After several seasons showing DKNY in the restaurant du jour—Pastis, Lever House—Donna Karan brought her secondary line back to the runway for fall, specifically to her late husband Stephan Weiss' Greenwich Street studio, the location of her signature-collection shows. She didn't give in to convention entirely, because there was no assigned seating, which caused more than a few gripes. Most people, though, were delighted with the change in venue. "It's brilliant to see the clothes moving on a body," concluded one editor. Karan, who watched the show from the bleachers, demurred: "Brilliant, I don't know. But a runway show is what everyone's been asking for."

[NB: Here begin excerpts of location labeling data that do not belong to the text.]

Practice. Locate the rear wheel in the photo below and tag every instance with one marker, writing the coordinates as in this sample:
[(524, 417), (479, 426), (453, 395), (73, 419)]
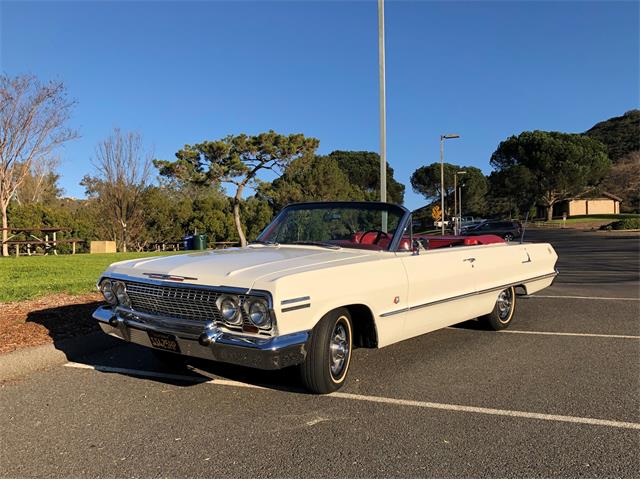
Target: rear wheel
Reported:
[(326, 365), (502, 313)]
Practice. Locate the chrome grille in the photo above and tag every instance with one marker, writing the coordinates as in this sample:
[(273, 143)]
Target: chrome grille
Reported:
[(174, 302)]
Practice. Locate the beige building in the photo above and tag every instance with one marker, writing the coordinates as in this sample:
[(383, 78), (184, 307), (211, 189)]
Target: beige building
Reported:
[(604, 204)]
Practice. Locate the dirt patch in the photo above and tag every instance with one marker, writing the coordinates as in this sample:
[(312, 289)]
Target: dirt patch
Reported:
[(46, 320)]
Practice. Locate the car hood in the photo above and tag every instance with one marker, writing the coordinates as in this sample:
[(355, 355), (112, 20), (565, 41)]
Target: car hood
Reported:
[(237, 267)]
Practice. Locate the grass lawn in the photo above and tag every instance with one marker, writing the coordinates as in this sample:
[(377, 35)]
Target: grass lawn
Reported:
[(26, 278), (596, 218)]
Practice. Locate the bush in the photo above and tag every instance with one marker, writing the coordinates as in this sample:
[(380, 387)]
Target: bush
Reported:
[(625, 224)]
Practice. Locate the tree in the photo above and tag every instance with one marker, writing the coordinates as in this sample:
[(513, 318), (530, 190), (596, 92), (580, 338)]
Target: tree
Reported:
[(40, 185), (363, 171), (310, 178), (426, 181), (561, 165), (511, 192), (33, 116), (624, 180), (122, 175), (621, 134), (236, 159)]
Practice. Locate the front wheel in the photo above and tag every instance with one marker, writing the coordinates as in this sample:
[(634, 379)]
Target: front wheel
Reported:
[(502, 313), (326, 365)]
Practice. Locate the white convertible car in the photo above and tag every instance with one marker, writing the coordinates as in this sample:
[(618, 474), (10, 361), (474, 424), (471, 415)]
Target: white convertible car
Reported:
[(322, 279)]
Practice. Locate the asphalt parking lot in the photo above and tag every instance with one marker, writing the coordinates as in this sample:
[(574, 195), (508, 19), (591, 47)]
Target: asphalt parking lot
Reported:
[(556, 395)]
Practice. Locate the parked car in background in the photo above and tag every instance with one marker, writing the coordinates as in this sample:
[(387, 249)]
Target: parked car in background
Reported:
[(322, 279), (507, 229), (470, 221)]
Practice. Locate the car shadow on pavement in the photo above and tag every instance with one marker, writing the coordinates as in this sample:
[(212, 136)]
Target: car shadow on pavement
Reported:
[(75, 333), (71, 328), (140, 362)]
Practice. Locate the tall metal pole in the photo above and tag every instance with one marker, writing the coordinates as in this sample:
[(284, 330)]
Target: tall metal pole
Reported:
[(461, 201), (383, 115), (442, 182), (455, 203)]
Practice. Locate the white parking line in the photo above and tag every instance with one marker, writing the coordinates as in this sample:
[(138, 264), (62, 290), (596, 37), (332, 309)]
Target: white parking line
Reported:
[(626, 299), (559, 334), (570, 334), (383, 400)]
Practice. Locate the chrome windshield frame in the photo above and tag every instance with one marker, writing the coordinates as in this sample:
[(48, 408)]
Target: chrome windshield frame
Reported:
[(397, 236)]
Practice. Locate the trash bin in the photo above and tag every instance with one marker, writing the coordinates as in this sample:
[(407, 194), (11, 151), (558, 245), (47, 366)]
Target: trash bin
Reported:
[(187, 242), (199, 242)]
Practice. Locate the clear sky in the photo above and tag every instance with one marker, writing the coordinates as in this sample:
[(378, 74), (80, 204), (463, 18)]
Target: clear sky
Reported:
[(183, 72)]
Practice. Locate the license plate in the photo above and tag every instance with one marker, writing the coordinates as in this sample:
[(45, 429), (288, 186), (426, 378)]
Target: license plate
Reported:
[(164, 341)]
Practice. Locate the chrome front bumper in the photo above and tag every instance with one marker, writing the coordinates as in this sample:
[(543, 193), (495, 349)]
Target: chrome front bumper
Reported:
[(212, 343)]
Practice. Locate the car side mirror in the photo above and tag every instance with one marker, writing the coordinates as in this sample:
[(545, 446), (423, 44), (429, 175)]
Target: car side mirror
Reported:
[(419, 244)]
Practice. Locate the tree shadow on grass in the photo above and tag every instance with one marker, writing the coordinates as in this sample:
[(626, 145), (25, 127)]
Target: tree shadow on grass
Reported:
[(78, 335)]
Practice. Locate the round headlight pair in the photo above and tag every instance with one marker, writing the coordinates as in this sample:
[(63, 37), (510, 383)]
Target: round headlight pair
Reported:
[(115, 292), (229, 307), (106, 287), (258, 311)]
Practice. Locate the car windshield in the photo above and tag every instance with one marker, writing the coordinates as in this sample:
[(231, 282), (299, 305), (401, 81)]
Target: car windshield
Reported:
[(335, 225)]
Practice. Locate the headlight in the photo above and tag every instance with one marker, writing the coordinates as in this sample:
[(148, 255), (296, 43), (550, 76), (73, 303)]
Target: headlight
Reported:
[(230, 310), (106, 287), (259, 313), (121, 294)]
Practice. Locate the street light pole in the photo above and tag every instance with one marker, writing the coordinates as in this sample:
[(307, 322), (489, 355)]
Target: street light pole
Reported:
[(442, 139), (442, 185), (457, 218), (383, 116)]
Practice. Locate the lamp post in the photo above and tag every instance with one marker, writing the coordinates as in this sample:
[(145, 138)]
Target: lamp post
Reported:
[(442, 139), (383, 117), (457, 218)]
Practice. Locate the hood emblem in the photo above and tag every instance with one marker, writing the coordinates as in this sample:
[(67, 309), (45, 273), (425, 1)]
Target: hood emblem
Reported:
[(164, 276)]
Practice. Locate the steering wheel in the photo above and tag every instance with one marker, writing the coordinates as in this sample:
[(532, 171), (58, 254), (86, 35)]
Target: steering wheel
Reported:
[(379, 236)]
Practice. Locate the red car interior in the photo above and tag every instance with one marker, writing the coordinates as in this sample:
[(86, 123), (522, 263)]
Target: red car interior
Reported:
[(430, 241)]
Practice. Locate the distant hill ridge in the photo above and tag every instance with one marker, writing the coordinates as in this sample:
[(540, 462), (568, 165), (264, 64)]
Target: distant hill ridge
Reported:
[(621, 134)]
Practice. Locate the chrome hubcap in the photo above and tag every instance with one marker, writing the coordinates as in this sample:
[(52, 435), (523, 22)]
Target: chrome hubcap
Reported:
[(505, 300), (339, 349)]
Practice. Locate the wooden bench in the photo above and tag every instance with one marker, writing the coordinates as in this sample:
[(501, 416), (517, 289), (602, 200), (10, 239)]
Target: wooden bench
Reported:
[(48, 245)]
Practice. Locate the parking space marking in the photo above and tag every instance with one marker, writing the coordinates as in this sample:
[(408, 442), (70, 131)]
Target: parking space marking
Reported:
[(626, 299), (490, 411), (382, 400), (559, 334), (571, 334)]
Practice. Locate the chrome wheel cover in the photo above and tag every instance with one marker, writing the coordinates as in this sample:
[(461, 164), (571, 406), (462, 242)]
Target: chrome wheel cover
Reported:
[(339, 349), (505, 302)]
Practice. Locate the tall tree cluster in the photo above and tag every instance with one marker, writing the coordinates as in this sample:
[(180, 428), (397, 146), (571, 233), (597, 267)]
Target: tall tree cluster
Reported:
[(33, 118)]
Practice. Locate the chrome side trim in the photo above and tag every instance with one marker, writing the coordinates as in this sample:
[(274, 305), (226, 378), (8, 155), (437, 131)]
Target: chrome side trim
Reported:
[(294, 300), (470, 294), (297, 307)]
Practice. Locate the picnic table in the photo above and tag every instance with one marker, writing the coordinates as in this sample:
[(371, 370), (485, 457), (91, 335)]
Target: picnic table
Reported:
[(47, 237)]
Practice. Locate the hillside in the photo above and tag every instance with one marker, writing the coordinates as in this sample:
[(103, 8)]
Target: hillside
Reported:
[(621, 134)]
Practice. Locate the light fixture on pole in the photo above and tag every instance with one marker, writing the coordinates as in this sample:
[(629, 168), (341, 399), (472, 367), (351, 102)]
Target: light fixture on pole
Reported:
[(383, 117), (442, 139), (457, 218)]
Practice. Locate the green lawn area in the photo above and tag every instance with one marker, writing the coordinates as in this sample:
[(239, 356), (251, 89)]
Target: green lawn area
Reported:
[(596, 218), (25, 278)]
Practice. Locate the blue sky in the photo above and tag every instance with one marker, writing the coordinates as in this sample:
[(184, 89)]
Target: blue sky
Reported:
[(183, 72)]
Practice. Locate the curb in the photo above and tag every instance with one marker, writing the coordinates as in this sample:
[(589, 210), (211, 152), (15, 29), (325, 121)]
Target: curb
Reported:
[(32, 359)]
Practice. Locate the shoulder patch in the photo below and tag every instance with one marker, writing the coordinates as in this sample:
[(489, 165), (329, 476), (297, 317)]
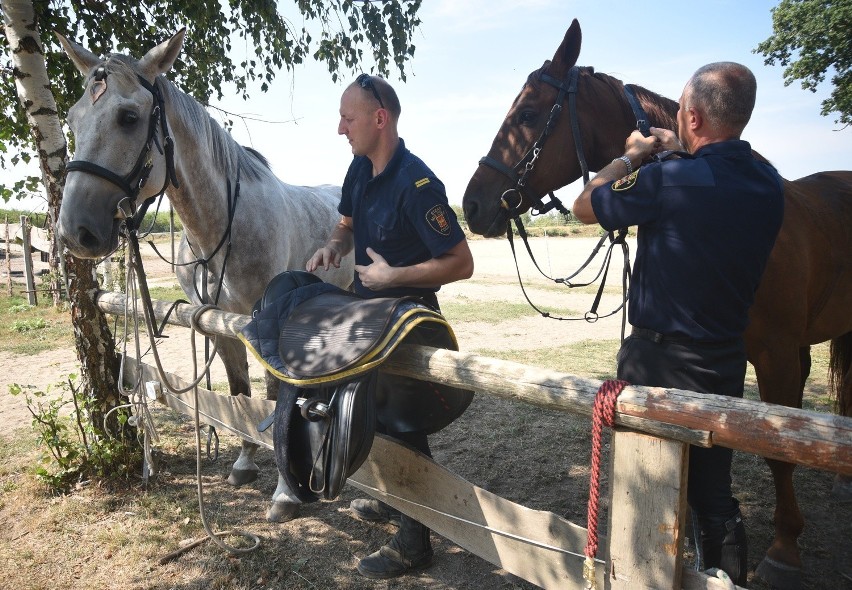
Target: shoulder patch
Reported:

Of course, DKNY is about giving the people what they want, and Karan has paid close attention to the young urban woman's current uniform. Hence, the presence of such cool accessories as wide, waist-cinching belts, opaque tights, engineer caps, and silk ribbons to tie around the neck. From there, she explored masculine/feminine juxtapositions like peacoats and boyfriend sweaters paired with flippy bubble minis or a puff-sleeve blouse teamed with a man's vest and gauchos. When the looks weren't monochromatic in deep shades of navy, chocolate, and black, colors were thrown together with schoolgirl naiveté. Those "spontaneous" combinations seemed like a concession to the catwalk, not something that would necessarily fly in real life. That's where Karan's crinkle-silk dresses, some tissue-padded for extra volume, came in. Layer one over a little tank or top it with a shrunken cardigan and you're out the door.